Two more rate cuts: Westpac
WESTPAC’S economists expect the Reserve Bank to cut the cash rate two more times next year.
The latest Reserve Bank statement on Tuesday followed the release of the minutes of the Board’s meeting this month.
The Board is ‘‘ continuing to gauge the effects, including in the housing market, of the substantial degree of monetary policy stimulus that had been put in place over the past two years. There was mounting evidence that monetary policy was supporting activity in interestsensitive sectors and asset values’’.
‘‘Nationally, dwelling prices were above their late 2010 peak, with prices over the three months to October increasing significantly in Sydney. Housing turnover and loan approvals had picked up. Improved conditions in the established housing market were providing an impetus to dwelling investment, with residential building approvals increasing over the year.’’ This an expected development from the low level of interest rates and something the Board is hoping will spur on wider domestic activity.

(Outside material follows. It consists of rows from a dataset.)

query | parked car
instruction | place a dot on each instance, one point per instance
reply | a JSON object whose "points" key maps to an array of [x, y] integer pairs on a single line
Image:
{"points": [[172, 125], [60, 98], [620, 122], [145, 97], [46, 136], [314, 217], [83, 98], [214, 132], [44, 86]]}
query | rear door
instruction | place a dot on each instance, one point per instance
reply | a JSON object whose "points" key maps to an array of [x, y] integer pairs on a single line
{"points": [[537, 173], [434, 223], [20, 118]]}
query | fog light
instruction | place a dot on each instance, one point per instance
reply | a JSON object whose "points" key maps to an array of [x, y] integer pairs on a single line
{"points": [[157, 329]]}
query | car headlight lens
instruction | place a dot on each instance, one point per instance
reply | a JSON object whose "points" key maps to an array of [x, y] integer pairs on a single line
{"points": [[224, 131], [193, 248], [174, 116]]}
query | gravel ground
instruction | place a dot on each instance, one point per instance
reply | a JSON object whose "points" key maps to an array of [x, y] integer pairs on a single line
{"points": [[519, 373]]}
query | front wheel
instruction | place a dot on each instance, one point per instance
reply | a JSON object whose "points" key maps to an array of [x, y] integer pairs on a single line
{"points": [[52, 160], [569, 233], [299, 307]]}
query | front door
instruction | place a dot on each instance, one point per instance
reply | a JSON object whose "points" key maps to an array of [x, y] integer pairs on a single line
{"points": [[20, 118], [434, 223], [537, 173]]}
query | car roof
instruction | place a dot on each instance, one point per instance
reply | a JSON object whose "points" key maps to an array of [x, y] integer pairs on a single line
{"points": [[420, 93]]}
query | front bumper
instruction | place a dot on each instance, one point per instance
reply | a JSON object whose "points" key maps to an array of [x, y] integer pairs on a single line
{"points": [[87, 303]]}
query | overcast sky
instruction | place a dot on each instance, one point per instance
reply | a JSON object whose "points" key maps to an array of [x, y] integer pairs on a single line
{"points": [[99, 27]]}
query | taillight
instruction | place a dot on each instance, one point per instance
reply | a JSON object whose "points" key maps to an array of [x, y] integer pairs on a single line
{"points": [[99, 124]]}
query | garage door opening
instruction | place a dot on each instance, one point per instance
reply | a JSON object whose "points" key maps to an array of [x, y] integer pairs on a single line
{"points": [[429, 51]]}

It was noted that ‘‘the Australian dollar, while below its level earlier in the year, remained uncomfortably high’’ and that a lower level of the exchange rate would likely be needed to achieve balanced growth in the economy.
No doubt the strategy of maintaining an eas- ing bias is partly motivated by the need to ‘‘talk down’’ the AUD.
The Bank’s forecast for growth appears to be predicated on the current housing story flowing through to consumer spending. This is unlikely to materialise until consumers become much more comfortable with their job security, Westpac says.
The Bank lowered its growth forecast for 2014 from 3 per cent (trend) to 2.5 per cent (below trend) due to less investment.
The Bank has noted the recent strength in consumer and business confidence as well as the upswing in house prices and dwelling approvals. However, there are clear question marks on the sustainability of this upswing and if it can be maintained into 2014 given the downbeat outlook for non-residential construction; an expectation for a rising unemployment rate; the slowdown in mining; weak government spending; and the drag on our external sector from the high dollar.
The RBA is looking for the wealth/employment/confidence boost from the housing upswing to feed into the weak area of the economy. ‘‘It is our view that the pass through will be slow and uneven, requiring further monetary stimulus in 2014. It is our view, that two further cuts in the cash rate will be required in 2014,’’ Westpac says.